The Bise (French: La Bise) is a cold, dry wind in Switzerland which blows through the Swiss Plateau from the northeast to the southwest.

Cause and effect
It is caused by canalisation of the air-current along the northern edge of the Alps, during high-pressure conditions in northern or eastern Europe. Towards western Swiss Plateau, the Bise is pressed between the Jura mountains and Pre-Alps whereby it strengthens and mostly climaxes on the western shore of Lake Geneva. In summer, the Bise wind causes rather dry and sunny weather whereas in winter, it frequently forms low stratus clouds over the Swiss Plateau by strengthening the inversion layer.

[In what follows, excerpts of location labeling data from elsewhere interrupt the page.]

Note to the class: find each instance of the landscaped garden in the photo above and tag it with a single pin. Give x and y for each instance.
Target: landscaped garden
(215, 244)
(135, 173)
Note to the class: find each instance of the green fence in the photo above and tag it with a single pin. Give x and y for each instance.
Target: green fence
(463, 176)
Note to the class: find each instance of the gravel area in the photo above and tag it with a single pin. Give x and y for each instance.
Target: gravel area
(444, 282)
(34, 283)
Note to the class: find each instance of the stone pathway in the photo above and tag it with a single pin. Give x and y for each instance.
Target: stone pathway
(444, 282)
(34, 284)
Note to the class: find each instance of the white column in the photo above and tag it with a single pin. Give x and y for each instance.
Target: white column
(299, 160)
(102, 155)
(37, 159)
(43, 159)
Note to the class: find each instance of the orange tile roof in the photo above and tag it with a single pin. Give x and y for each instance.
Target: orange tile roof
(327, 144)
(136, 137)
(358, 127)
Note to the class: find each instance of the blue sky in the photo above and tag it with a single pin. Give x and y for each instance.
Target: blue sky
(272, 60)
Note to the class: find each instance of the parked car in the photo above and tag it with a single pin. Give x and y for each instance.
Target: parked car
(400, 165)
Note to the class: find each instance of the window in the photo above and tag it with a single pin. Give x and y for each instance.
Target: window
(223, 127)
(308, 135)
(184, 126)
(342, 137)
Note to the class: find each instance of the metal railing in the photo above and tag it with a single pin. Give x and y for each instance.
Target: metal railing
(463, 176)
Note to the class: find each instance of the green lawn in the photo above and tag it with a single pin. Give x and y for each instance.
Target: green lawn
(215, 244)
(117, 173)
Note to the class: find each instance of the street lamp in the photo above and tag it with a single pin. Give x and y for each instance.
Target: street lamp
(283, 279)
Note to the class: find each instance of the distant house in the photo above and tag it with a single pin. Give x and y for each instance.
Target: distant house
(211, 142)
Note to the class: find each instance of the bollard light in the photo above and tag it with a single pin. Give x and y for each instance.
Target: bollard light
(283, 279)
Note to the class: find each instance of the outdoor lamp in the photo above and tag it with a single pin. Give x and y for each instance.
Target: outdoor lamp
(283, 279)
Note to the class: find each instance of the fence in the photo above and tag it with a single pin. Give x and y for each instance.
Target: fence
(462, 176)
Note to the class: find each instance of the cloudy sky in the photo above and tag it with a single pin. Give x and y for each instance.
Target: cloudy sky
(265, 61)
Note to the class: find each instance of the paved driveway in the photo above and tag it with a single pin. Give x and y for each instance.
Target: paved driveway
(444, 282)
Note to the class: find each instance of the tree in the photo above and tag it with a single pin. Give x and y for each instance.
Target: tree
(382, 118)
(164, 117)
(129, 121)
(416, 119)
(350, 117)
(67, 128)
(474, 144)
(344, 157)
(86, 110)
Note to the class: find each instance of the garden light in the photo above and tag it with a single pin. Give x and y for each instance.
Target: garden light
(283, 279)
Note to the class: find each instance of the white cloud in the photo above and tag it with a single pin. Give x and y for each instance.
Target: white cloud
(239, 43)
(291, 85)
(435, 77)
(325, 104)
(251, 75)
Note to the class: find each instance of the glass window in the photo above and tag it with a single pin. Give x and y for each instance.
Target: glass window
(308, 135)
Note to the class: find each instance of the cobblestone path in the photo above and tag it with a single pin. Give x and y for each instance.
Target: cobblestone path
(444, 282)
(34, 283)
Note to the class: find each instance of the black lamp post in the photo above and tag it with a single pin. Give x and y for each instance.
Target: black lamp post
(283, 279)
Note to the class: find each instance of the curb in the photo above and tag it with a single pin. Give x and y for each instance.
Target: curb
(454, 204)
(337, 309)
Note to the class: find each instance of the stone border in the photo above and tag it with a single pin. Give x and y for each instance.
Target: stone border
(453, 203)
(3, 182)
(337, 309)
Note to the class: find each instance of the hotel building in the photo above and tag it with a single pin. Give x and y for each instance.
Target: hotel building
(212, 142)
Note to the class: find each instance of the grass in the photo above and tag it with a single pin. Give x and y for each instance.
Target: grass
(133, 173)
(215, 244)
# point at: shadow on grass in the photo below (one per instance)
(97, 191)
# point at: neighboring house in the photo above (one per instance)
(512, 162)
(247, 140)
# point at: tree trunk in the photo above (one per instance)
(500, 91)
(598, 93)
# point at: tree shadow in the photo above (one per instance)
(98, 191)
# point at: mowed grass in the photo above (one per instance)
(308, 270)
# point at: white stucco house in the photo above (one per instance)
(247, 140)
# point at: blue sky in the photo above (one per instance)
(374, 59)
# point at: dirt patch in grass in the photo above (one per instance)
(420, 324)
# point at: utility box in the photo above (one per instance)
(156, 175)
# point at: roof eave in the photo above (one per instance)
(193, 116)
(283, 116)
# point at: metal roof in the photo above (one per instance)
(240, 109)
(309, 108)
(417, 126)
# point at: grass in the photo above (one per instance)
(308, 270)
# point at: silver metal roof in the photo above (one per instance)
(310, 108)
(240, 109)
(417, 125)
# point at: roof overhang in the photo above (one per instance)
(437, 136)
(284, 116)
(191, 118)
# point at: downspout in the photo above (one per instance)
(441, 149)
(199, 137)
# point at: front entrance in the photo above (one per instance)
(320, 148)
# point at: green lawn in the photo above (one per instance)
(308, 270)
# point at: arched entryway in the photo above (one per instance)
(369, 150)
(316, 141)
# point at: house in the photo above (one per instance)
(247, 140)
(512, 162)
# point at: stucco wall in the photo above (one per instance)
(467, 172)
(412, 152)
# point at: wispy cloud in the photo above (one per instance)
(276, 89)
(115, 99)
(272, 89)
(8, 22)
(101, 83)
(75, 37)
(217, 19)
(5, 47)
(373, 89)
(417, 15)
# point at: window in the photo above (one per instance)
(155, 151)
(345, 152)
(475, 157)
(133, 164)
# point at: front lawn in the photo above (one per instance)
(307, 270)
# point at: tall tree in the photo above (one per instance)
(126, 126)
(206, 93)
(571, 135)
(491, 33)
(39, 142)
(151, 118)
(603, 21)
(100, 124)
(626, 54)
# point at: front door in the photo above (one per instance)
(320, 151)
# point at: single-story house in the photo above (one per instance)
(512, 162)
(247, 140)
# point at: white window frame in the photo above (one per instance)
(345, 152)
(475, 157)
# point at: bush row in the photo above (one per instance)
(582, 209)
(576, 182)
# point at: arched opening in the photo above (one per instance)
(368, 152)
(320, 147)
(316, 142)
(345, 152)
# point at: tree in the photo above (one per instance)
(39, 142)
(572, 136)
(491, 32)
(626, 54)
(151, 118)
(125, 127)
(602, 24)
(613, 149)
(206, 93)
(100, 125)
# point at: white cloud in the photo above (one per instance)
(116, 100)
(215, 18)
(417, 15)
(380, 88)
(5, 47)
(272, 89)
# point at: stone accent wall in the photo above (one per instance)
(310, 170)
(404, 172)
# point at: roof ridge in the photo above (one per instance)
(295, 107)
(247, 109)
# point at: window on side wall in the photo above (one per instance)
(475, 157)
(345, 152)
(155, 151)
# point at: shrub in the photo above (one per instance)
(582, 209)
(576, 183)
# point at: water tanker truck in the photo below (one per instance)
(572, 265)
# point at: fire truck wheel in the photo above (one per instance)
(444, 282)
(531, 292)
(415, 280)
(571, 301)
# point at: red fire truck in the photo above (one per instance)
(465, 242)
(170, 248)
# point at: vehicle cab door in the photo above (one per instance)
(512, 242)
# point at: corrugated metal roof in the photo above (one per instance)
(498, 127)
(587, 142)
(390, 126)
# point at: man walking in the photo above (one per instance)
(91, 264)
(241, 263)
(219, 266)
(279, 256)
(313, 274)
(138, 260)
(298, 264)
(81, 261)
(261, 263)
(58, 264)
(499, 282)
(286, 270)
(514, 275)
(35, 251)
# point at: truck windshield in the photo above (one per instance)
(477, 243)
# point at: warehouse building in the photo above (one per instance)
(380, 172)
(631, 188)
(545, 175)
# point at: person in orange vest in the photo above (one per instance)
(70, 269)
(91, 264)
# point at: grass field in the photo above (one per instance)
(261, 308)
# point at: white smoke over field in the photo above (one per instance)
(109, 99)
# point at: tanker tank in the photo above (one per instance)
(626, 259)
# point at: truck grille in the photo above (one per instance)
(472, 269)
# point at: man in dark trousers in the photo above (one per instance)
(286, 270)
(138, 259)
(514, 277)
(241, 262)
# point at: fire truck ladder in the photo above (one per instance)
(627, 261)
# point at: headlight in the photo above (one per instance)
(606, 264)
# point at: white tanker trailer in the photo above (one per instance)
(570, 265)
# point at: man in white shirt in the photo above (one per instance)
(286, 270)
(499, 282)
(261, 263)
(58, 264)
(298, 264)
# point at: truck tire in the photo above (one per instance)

The Bise can sometimes lead to severe icing during winter months in Geneva and nearby communities. Many foreign travellers to this Swiss city have commented upon the Bise.

Measurement
The strength of the Bise wind can be determined by the analysis of the air pressure difference (in hectopascal [hPa]) between Geneva and Güttingen in canton of Thurgau. The Bise arises as soon as the air pressure in Güttingen (TG) is higher than in Geneva. The greater this air pressure difference, the stronger the Bise blows through the Swiss Plateau. In case of an inverted air pressure difference (low air pressure in Güttingen (TG) and high air pressure in Geneva), the opposite of Bise occurs: The wind blows from southwest through the Swiss Plateau.

Use and etymology
An alternative form in English is Biz. The term entered Middle English from French bise. Its origin is unknown.

The wind La Bise, along with Lake Geneva, is also mentioned in the song "Lonely Sky" which was penned and sung by the Irish singer Chris De Burgh. The song was released in 1975 on the album "Spanish Train and Other Stories".